Method of driving plasma display panel including and-logic and line duplication methods, plasma display apparatus performing the driving method and method of wiring the plasma display panel

1. A method of driving a plasma display panel having front and rear substrates disposed opposite each other, X electrode lines and Y electrode lines arranged parallel to each other on the front substrate between the front and rear substrates, and address electrode lines arranged in a direction orthogonal to a direction of the X and Y electrode lines to define discharge cells at intersections thereof, the discharge cells being further defined as being an odd discharge cell if between each Y electrode line and an adjacent X electrode line above and an even discharge cell for each Y electrode line and an adjacent X electrode below, the method comprising: wiring the electrode lines by dividing the X electrode lines into X groups including odd X groups and even X groups, dividing the Y electrode lines into Y groups, separately setting pairs of X and Y groups including pairs of adjacent X and Y electrode lines, respectively to define the odd and even discharge cells, commonly connecting the X and Y electrode lines to one another in units of the odd X groups, the even X groups, and the Y groups; driving the Y groups, the X groups, and the address electrode lines in an odd field to drive the odd discharge cells in a vertical direction; and driving the Y groups, the X groups, and the address electrode lines in an even field to drive the even discharge cells in a vertical directions, wherein: a single Y electrode line is formed between adjacent X electrode lines in the plasma display panel so that a total number of the X electrode lines is n and a total number of the Y electrode lines is n 1 .

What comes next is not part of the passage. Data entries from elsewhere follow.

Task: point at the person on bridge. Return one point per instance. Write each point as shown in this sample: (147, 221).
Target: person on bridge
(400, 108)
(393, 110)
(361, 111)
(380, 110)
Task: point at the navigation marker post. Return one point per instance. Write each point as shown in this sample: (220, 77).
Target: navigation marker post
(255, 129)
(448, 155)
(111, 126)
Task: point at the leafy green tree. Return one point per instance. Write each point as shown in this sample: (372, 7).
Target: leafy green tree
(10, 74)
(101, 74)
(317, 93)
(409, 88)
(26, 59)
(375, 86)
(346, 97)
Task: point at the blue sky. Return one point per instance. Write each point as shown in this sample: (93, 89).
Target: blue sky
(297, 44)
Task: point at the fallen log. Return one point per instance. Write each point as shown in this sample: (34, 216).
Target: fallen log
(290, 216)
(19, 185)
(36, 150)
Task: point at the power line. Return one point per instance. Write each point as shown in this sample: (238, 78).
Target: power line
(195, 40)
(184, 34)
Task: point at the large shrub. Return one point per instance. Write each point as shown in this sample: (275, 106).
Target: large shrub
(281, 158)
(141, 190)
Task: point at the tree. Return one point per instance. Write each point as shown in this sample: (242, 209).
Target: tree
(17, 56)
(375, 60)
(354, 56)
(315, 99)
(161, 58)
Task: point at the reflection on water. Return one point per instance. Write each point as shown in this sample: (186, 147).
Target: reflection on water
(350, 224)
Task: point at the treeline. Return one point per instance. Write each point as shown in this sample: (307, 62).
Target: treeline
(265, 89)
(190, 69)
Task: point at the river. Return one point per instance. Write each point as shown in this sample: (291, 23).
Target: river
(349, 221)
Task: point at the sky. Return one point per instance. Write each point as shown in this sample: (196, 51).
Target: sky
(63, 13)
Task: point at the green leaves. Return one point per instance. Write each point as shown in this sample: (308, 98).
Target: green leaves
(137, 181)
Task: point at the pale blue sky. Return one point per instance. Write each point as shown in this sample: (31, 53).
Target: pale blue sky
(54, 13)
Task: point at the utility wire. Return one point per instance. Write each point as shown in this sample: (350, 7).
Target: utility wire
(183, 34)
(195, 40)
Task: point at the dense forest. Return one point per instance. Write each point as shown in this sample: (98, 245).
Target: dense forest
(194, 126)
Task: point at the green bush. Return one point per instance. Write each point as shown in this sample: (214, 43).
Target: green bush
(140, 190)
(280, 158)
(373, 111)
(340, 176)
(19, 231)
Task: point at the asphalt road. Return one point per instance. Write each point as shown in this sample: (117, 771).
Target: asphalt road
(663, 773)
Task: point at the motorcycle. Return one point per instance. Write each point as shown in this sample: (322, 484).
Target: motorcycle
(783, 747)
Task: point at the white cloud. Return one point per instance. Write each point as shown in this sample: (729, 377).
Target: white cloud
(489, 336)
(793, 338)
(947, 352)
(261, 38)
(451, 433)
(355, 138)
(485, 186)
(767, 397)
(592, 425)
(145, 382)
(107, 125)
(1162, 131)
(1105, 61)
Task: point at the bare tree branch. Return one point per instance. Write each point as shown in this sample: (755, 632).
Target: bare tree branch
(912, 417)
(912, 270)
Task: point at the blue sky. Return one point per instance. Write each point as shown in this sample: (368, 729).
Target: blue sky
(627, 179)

2. method of claim 1 , wherein: in said wiring the electrode lines, a number of the Y groups corresponding to each of the odd X groups is the same as a number of the Y groups corresponding to each of the even X group, with the exception that a number of the Y groups corresponding to a last one of the odd X groups includes one more X group than a number of the Y groups corresponding to each of the remaining X groups.

3. The method of claim 2 , wherein said driving the odd discharge cells comprises: applying a first pulse to all of the X groups to erase wall charges from all of the discharge cells; forming the wall charges in all the odd discharge cells and then erasing the wall charges from ones of the odd discharge cells that will not be displayed in order of a horizontal line; alternately applying a second pulse to all of the Y groups and all of the X groups to provoke a display discharge in ones of the discharge cells from which the wall charges have not been erased; and repeating the applying the first pulse, the forming and erasing of the wall charges, and the provoking the display discharge in each sub-field.

4. The method of claim 3 , wherein the forming and erasing the wall charges comprises: applying scan pulses having different polarities to a Y group and an X group, respectively, which correspond to one odd line of the odd discharge cells to form the wall charges in the odd discharge cells on the odd line; applying a data signal corresponding to the odd discharge cells on the odd line to all of the address electrode lines to erase the wall charges from ones of the odd discharge cells which will not be displayed among the odd discharge cells on the odd line having the wall charges; and sequentially applying the scan pulses and the applying the data signals to the odd discharge cells on the remaining odd lines line by line.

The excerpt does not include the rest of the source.